0001454: Conflict between "case" description and grammar

(0005241)
kre (reporter)
2021-02-16 20:44

I agree that shells (and my testing also says all but ksh93) work this
way, and have always done so, and consequently as the grammar appears to
allow, should continue working this way .. but I suspect the ksh93 variation
might just be deliberate, rather than simply a bug, in that they might be
attempting to follow the POSIX standard's rules (words), rather than the
actual standard (what everyone (else) implements).

The issue is that I see nothing in the standard currently which allows that
"esac" to be parsed as the Esac (reserved word) token, or not when it is
not following a \n or ; (etc), or a pattern. That is, reserved words
generally (with the specific exceptions called out by references to the
XCU 2.10.2 rules in the grammar) are generally recognised only when in
the command word position (if the thing parsed were to be a simple command).

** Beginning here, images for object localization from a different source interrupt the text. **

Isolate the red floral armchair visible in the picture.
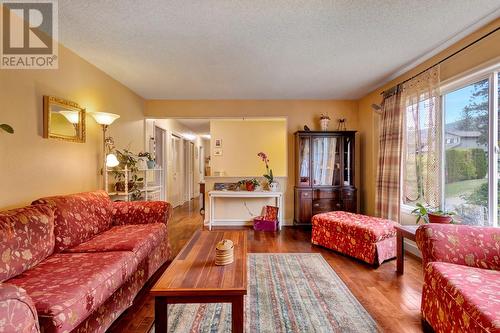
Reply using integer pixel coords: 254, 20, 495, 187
416, 224, 500, 333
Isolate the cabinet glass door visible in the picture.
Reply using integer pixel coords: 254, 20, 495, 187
312, 136, 341, 186
343, 136, 353, 186
297, 136, 310, 186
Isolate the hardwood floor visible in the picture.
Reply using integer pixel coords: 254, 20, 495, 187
108, 198, 424, 333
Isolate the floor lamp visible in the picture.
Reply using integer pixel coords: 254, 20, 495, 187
91, 112, 120, 189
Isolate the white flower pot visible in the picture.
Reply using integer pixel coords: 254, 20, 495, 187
269, 182, 279, 192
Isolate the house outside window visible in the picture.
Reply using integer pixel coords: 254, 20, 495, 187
402, 62, 499, 227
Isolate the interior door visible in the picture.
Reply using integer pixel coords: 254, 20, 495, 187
154, 126, 166, 200
169, 134, 182, 207
189, 142, 195, 199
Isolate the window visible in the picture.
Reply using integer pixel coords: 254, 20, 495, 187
443, 79, 489, 226
403, 64, 499, 227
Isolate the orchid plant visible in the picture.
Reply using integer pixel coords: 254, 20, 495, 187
258, 152, 274, 184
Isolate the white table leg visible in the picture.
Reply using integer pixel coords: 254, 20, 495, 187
278, 194, 283, 230
209, 195, 213, 231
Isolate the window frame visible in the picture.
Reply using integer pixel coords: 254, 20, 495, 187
401, 58, 500, 227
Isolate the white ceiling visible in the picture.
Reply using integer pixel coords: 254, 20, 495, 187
59, 1, 500, 100
175, 119, 210, 134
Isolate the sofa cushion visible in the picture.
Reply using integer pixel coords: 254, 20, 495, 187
66, 223, 167, 262
32, 191, 113, 252
6, 251, 138, 333
112, 201, 172, 226
0, 204, 55, 282
312, 211, 396, 242
425, 261, 500, 331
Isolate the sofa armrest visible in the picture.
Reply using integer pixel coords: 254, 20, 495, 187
0, 283, 40, 333
112, 201, 172, 226
416, 224, 500, 270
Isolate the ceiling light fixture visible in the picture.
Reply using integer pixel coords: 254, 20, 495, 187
182, 133, 197, 141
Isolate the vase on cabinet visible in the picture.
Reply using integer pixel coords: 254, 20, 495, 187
320, 117, 330, 131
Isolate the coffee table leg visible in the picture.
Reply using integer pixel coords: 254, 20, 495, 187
155, 296, 168, 332
231, 296, 244, 333
397, 230, 404, 274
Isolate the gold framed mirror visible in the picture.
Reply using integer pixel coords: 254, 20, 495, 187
43, 96, 86, 143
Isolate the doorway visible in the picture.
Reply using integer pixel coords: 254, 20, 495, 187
184, 141, 195, 201
154, 126, 166, 200
169, 133, 183, 207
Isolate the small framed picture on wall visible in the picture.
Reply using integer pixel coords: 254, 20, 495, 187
215, 139, 222, 148
214, 148, 223, 156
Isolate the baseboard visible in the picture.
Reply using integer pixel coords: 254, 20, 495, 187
405, 239, 421, 258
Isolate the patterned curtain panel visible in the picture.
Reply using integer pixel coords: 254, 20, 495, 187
376, 89, 403, 221
401, 66, 441, 208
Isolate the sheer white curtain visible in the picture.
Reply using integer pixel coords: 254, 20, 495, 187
402, 66, 441, 208
313, 137, 337, 185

In "case foo in x) stuff ..." "stuff" is in the command word position, so
a reserved word lookup happens.

On the other hand, in "case foo in stuff..." "stuff" is not in the command
word position (it will be taken as the pattern, and should be followed by
')' or '|') and so is not subject to reserved word lookup. This is what
makes "case word in for) command;; esac" legal, "for" there is not the
reserved word, just a string. All shells accept that (ksh93 included).

But if "for" there is not a reserved word, how could it be if spelled "esac"
instead? Shells do reject "case word in esac) command;; esac", that is,
except for ksh93, which permits it.

So, I while I believe that we should ask ksh93 to follow the real standard,
rather than what is currently in the POSIX text, I also believe that we need
to add some more magic to the grammar, and tokeniser rules, in order to
make this all legitimate.

It isn't as simple as just updating the description in 2.9.4.3.

(0005242)
kre (reporter)
2021-02-16 20:55
edited on: 2021-02-16 21:02

Ignore most of that (Note: 0005241) - I missed rule 4.

However, rule 4 only applies when looking at a pattern. That is
in a case_list (or case_list_ns) as a case_item (or case_item_ns).

The grammar rule in question:
Case WORD linebreak in linebreak Esac
contains no case_list, hence no patterns, hence rule 4 would seem
not to apply.

The other rules always require a case_list[_ns] which always requires
at least one case_item[_ns] and those things always require a ')'
(every single possibility).

So, I still believe that the grammar needs work, even if slightly different
work than I expected in Note: 0005241 . It may be as simple as adding
/* Apply rule 4 */ to the grammar rule line quoted earlier in this note,
but I haven't considered all the ramifications of that yet.

(0005243)
geoffclare (manager)
2021-02-17 10:07

I agree that we should add /* Apply rule 4 */ to that line in the grammar.
Or something technically equivalent - there would be an editorial problem with simply adding it (and removing redundant spaces) because:

Case WORD linebreak in linebreak Esac /* Apply rule 4 */

is two characters too long to fit on the line.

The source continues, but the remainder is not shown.